Transforming Housing List Price Dataset - US

usa <- usa %>% select(-c(RegionID,RegionType,StateName)) %>%
  pivot_longer(-c(SizeRank,RegionName),names_to="year_month", values_to="housing_list_price")

usa$year_month <- as.Date(usa$year_month, "%m/%d/%Y")

usa <- usa %>% mutate(month = substr(year_month,6,7),
                          year = lubridate::year(year_month))

usa <- usa %>% group_by(year) %>% mutate(
  percent_change = round((housing_list_price/ lag(housing_list_price)-1) * 100,2)) %>% ungroup()

usa_by_month <- usa %>% group_by(year) %>% summarize(avg_value = mean(housing_list_price)) %>%
  ungroup()

usa_by_month <- usa_by_month %>% mutate(percent_change_avg = round((avg_value/ lag(avg_value)-1) * 100,2))

compare <- rbind(atown,usa)
compare_by_month <- rbind(atown_by_month, usa_by_month)

Plot - Average Housing List Price By Year

atown %>% ggplot(aes(x=year_month,y= housing_list_price)) + geom_line()

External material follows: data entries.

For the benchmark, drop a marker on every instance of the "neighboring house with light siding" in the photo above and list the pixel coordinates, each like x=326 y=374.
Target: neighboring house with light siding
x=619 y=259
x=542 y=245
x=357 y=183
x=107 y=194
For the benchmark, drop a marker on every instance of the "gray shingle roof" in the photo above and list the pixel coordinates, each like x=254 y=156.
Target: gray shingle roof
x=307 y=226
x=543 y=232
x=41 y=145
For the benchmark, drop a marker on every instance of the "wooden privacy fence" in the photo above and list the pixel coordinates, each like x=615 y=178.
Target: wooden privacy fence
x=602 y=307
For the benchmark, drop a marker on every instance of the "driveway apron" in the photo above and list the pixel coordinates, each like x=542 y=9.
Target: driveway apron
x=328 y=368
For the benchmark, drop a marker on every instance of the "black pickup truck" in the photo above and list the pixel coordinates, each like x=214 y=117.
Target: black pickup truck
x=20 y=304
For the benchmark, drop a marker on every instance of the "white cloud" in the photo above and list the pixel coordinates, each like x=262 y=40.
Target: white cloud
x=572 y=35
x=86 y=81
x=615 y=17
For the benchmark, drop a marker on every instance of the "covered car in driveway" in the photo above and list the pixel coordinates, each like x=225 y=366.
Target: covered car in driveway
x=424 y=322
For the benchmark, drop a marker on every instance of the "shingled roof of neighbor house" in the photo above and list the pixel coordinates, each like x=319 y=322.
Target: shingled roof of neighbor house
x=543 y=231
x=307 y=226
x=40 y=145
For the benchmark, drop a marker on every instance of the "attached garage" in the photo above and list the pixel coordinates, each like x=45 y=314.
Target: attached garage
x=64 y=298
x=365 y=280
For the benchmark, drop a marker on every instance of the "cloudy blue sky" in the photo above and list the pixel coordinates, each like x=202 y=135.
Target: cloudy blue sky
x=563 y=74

atown %>% filter(between(year_month, as.Date("2020-01-01"), as.Date("2021-12-31"))) %>%  ggplot(aes(x=year_month, y=percent_change)) + geom_point(aes(color=month), size=2)

atown_by_month %>% ggplot(aes(x=year,y=percent_change_avg)) + geom_col()

Plot - Average List Pricing Comparison to US Avg

compare %>% ggplot(aes(x=year_month,y= housing_list_price, color=RegionName)) + geom_line() + geom_smooth(method = "lm")

compare %>% filter(between(year_month, as.Date("2020-01-01"), as.Date("2021-12-31"))) %>% ggplot(aes(x=year_month,y= housing_list_price, color=RegionName)) + geom_line() + geom_smooth(method = "lm")

compare %>% filter(between(year_month, as.Date("2020-01-01"), as.Date("2021-12-31"))) %>%  ggplot(aes(x=year_month, y=percent_change)) + geom_point(aes(color=RegionName))

usa_by_month %>% ggplot(aes(x=year,y=percent_change_avg)) + geom_col()